Die Bauherren wirken dabei oft wie auf verlorenem Posten. Denn Angst macht Auflage. So herrscht zwischen Medien und Bürgern eine Misstrauensachse gegenüber Politik und Wirtschaft, die den eigentlichen Sachverhalt oft nur verkürzt wiedergibt. Denn die Themen aus dem Netz gelangen zunehmend auch in die klassischen Medien. Ist einmal eine negative Stimmung im Bewusstsein der Menschen verankert, scheint es fast unmöglich, breite Akzeptanz für ein Bauvorhaben zu erreichen. Der Bauherr, ob privates Unternehmen oder öffentliche Hand, läuft Gefahr, fortwährend in die Defensive zu geraten. Politiker und Unternehmen erreichen die Menschen nicht mehr nur auf den klassischen Kommunikationskanälen, sondern müssen erfinderisch werden, um nicht von einer Protestwelle überrollt zu werden.

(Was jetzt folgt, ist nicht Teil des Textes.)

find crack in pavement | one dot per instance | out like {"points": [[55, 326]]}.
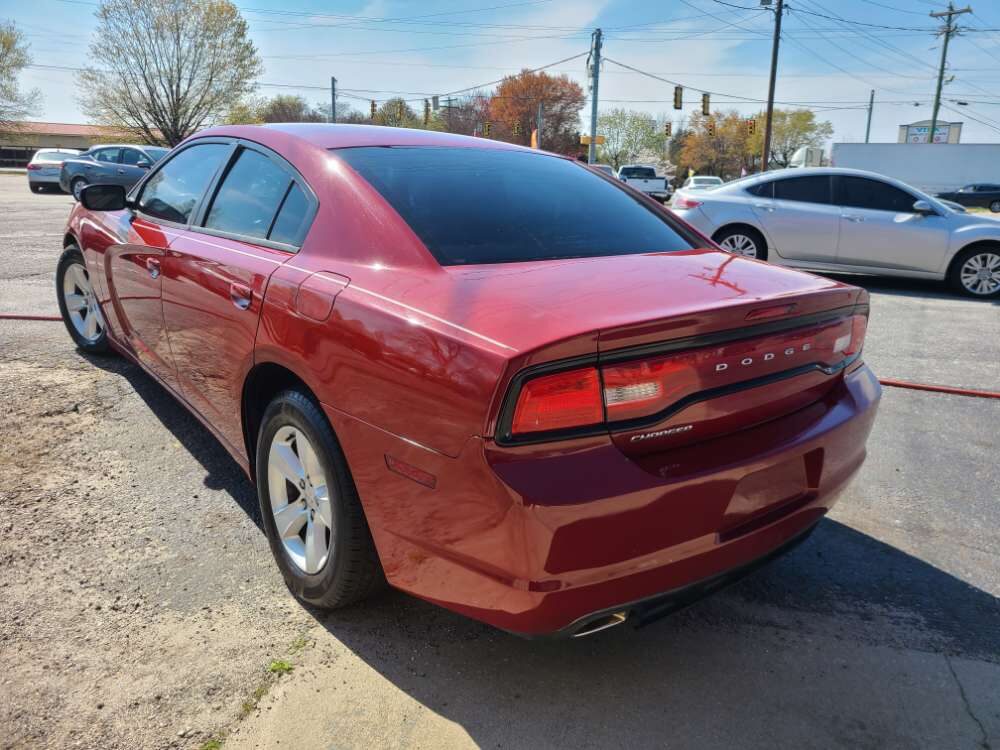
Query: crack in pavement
{"points": [[985, 744]]}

Dieser Effekt wird regelmäßig dadurch verstärkt, dass Projektgegner die juristische Toolbox öffnen, um unliebsame Projekte zu verhindern. Große Bau- und Infrastrukturprojekte dürfen nur realisiert werden, wenn sie von staatlichen Stellen genehmigt worden sind – etwa durch einen Planfeststellungsbeschluss oder aufgrund eines Bebauungsplans. Diese staatlichen Entscheidungen stellen den zentralen juristischen Angriffspunkt der Projektgegner dar. Daneben gibt es heute zahlreiche Möglichkeiten breiter Mobilisierung in Form direkter Demokratie wie Bürgerbegehren.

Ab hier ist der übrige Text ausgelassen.